FUSSBALL. Möglicherweise war der Zeitpunkt bewusst gewählt. Als Marcel Koller im Herbst mit einem österreichischen Journalisten und einer Fotografin nach St. Gallen zurückkehrt, ist es Sonntag und die Stadt fast menschenleer. So kann Koller seine Begleiter fast unbehelligt durch jene Stadt führen, die er dank des Meistertitels mit dem FC St. Gallen im Jahr 2000 in eine fast grenzenlose Euphorie versetzt hatte. «Es war eine Stimmung, euphorisch und erwartungsvoll, ein bisschen so wie jetzt in Österreich», sagt Koller, der den Schweizer Nachbarn an die EM geführt hat. Für die Biographie «Marcel Koller, die Kunst des Siegens» trifft der 55jährige Zürcher im Espenmoos seine früheren Weggefährten Werner Zünd und Othmar Gubelmann.
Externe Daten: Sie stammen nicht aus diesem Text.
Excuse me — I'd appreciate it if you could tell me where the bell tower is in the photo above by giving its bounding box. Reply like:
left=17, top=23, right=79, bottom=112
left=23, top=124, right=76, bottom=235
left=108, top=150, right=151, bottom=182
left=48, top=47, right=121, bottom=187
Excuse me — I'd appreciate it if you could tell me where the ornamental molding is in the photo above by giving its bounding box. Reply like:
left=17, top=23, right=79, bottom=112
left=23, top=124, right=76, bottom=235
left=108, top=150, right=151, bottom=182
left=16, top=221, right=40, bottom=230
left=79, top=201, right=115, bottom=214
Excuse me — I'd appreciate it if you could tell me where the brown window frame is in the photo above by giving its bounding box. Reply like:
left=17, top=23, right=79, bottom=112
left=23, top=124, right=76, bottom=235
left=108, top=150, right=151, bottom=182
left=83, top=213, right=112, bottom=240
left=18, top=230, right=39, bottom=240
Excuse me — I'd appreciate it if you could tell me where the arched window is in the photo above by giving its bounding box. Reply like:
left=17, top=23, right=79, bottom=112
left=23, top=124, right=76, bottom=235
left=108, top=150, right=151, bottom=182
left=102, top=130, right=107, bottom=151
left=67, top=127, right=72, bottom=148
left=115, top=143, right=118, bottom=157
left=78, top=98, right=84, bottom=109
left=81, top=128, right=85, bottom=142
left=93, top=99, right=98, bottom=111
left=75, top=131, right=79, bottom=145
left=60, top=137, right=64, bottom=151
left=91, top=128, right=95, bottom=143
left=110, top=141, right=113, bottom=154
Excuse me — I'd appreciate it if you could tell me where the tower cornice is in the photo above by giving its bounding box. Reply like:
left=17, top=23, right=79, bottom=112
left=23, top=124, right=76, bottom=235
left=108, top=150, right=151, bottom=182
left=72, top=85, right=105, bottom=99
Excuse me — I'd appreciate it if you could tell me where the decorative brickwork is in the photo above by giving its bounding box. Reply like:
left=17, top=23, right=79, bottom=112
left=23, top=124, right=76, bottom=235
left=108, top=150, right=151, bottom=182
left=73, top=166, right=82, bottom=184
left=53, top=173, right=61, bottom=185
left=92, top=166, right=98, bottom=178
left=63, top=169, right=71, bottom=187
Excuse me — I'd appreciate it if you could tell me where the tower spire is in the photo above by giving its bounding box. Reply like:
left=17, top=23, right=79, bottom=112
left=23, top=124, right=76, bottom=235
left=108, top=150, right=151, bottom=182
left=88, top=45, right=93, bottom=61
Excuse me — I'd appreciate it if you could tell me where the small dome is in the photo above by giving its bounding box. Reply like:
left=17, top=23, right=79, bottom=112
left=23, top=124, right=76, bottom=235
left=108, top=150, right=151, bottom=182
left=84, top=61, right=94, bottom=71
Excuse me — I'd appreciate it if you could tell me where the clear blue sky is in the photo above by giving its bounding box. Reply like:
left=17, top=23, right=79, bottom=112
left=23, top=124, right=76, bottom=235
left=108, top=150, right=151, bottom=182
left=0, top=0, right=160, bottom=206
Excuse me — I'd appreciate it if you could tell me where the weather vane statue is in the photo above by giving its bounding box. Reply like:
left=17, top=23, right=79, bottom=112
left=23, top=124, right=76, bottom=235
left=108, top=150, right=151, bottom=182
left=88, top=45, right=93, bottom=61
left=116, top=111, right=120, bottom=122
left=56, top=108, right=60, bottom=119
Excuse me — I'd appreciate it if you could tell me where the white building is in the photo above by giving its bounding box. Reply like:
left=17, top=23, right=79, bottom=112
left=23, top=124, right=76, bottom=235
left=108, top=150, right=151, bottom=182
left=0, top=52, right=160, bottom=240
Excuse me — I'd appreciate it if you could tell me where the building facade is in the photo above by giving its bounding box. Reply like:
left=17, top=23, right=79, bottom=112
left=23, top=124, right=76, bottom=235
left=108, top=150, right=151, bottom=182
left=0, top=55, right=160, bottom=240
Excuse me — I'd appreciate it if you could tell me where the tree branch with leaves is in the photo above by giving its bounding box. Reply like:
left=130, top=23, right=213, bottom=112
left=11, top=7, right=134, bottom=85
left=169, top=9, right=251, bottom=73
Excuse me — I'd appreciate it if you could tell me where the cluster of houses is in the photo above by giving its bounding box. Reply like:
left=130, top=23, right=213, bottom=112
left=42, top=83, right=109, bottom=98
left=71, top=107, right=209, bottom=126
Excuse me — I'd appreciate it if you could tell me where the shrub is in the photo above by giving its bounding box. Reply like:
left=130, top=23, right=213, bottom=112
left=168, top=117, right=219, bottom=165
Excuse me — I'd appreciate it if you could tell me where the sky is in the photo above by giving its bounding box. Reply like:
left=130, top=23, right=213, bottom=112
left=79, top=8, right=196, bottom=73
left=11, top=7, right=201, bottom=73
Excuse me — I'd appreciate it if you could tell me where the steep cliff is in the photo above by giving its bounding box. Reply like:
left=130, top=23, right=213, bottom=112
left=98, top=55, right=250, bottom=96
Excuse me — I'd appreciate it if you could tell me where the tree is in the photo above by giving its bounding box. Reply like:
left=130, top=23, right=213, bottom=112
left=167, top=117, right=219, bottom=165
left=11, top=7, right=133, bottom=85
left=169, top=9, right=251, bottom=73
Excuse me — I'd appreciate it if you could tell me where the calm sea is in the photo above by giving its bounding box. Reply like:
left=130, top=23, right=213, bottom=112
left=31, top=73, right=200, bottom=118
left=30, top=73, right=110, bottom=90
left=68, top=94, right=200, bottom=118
Zünd sagt, Koller sei für ihn stets «das Bild eines Trainers» gewesen. Nebst St. Gallen besucht Koller Schwamendingen, die Ruine des Hardturm-Stadions, Köln und Bochum. Grundlage der ersten umfassenden und autorisierten Biographie sind mehrere lange Gespräche Kollers mit dem österreichischen Journalisten Hubert Patterer. Koller lässt dabei einen aussergewöhnlich tiefen Einblick in sein Leben zu. (pl)

Marcel Koller, Die Kunst des Siegens, Edition Kleine Zeitung, 304 Seiten, ca. 32 Franken.